É preciso olhar para aquilo que realmente somos

 

 

Wellington Lima Amorim*


 

 

Alberto Dines, na abertura da edição histórica do retorno do Jornal do Brasil (JB) em seu formato impresso, afirmou: Café, jornal, cigarro. Cigarro não mais”. Pensei: — Que pena. Ser politicamente incorreto, mesmo que docemente, sempre foi a marca do JB. Pensar o Brasil a partir da expressão de Coelho Neto, “Cidade Maravilhosa”, cidade-luz, como desejaria o Barão de Mauá, não se pode deixar de se levar por certo bovarismo, como diria Lima Barreto. É preciso olhar para aquilo que realmente somos. Por isso, a insistência do Palácio do Planalto em empossar cidadãos de caráter duvidoso é um exemplo perfeito para compreendermos a terra “brasilis“ em sua essência. O brasileiro nato possui uma moralidade dúbia e ambígua (redundantemente) carnavalesca.
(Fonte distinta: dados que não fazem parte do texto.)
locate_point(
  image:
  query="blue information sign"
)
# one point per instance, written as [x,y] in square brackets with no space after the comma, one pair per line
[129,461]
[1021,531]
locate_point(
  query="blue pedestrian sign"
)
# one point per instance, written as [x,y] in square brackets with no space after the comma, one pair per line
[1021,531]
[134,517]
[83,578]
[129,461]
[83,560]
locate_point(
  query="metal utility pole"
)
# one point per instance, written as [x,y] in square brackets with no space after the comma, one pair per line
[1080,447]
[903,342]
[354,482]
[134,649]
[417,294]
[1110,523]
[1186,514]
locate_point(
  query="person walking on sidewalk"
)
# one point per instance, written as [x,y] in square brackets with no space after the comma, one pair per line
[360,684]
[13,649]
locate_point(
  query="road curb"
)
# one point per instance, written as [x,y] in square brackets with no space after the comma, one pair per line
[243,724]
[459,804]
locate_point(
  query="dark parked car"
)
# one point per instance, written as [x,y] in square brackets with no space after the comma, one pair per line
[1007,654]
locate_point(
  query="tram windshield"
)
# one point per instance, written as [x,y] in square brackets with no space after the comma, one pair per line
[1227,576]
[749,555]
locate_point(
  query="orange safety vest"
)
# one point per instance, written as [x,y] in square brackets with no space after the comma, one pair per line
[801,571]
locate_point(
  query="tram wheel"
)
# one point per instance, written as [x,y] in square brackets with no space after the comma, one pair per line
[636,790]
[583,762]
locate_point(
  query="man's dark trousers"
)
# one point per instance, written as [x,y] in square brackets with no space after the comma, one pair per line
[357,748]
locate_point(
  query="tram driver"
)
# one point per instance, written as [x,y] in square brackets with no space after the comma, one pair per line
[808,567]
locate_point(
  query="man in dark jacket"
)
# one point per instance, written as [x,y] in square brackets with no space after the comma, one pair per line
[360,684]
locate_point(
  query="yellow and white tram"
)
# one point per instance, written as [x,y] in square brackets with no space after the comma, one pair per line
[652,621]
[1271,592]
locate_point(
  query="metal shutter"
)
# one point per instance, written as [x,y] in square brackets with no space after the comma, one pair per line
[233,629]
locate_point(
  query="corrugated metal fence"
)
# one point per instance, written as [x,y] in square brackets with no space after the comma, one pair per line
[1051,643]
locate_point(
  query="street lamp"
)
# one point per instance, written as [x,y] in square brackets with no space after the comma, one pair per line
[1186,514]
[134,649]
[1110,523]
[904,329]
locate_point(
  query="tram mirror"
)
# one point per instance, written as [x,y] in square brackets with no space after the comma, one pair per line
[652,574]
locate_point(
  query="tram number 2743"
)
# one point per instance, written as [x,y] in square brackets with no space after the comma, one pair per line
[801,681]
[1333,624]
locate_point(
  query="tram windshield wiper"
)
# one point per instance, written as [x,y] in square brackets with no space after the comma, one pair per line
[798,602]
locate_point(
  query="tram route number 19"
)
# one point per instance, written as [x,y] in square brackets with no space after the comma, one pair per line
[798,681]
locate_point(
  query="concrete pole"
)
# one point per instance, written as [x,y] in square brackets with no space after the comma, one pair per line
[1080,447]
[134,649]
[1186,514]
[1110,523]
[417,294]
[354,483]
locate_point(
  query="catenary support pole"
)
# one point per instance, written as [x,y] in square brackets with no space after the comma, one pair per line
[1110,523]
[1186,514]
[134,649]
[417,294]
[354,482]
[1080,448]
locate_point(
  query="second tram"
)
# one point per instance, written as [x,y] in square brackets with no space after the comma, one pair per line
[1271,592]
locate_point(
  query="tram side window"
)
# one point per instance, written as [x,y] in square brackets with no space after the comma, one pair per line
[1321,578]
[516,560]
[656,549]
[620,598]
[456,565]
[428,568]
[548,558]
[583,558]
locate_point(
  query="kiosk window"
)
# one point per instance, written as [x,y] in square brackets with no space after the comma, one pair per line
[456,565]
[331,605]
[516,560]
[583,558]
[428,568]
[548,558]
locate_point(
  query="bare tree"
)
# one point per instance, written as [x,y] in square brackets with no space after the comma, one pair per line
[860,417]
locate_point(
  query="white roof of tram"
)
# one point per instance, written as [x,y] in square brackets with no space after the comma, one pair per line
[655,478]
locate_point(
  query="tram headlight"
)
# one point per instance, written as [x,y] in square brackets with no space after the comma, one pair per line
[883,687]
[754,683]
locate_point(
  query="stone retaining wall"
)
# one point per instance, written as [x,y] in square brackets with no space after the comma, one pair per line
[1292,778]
Mesmo que o STF deseje o mínimo de moralidade pública, impedindo, que certos cidadãos não assumam diversos Ministérios por ter respondido por ações criminais e por serem acusados de suposta associação a corrupção, tráfico, ou ainda, assédio moral contra servidores, como acontece no interior do país, no famoso voto de cabresto, esta se constitui como sendo a nossa principal característica, a saber.

 

 

Mas eu peço aos amigos que não sofram de bovarismos ou de um puritanismo hipócrita e fora de hora. Antes de gritarem FORA TEMER, lembrem que o PT, aliado de chapa do PMDB, tentou colocar a nossa querida jararaca como ministro, para ser protegido pelo foro privilegiado, e ainda pesa sobre o Partido dos Trabalhadores, crimes que ainda não foram totalmente esclarecidos. Esta ciranda viva, que nos parece mais um trailer de terror, é o exemplo vivo do que é a “civilização” brasileira: um cemitério de vivos, como diria Lima Barreto. O nosso maior símbolo é de uma mulher redundantemente sedutora e perigosa. Para se ter uma ideia, recentemente conversando com o técnico da empresa NET no RJ, perguntei:

 

 

— Onde você mora?

 

 

— Rio das Pedras!

 

 



— E como está a questão da violência nessa área?

 

 

— Uma uva, a milícia não deixa acontecer nada, não há assalto, violência contra moradores, a área está supervalorizada. A milícia nos protege.

 

 

Depois desta breve conversa com nosso amigo suburbano, em outro momento, em uma padaria no início da manhã em Santa Teresa, acabei entrando em um entrevero com um fotógrafo. Na altura da conversa que versava sobre Lima Barreto ele me disse:

 

 

— Quando eu vim morar em Santa Teresa, não precisava pagar o bondinho: era só subir no estribo e quem pagava tirava do bolso apenas 65 centavos. Existia liberdade para ir e vir. Depois do acidente horrível que teve em Santa Teresa, não se tem mais liberdade, nem se pode ficar mais de pé no bondinho. Imagine só!

 

 

Esse breve relato demonstra como naturalizamos o errado em detrimento do certo. Criamos outra versão, uma perversão, do que se pode chamar de “civilização” brasileira. Naturalizamos o assédio moral contra servidores em nome de eleições. Ou ainda: fraudamos o concurso público para que possamos ajudar nossos compatriotas, com a alegação de que isso acontece a rodo nas instituições, que, diga-se de passagem, deveríamos defender. Impedimos o livre exercício da profissão, o livre direito de ir e vir de alguns cidadãos, em nome da greve e manifestação contra os traidores, seus ex-aliados, mas se esquecem de que eles, convenientemente, sempre viveram da mesma prática e cultura marginal. O Brasil é uma mulher inquisidora, sedutora, anti-heroína. Afinal: é preciso ter experiência para navegar em suas curvas.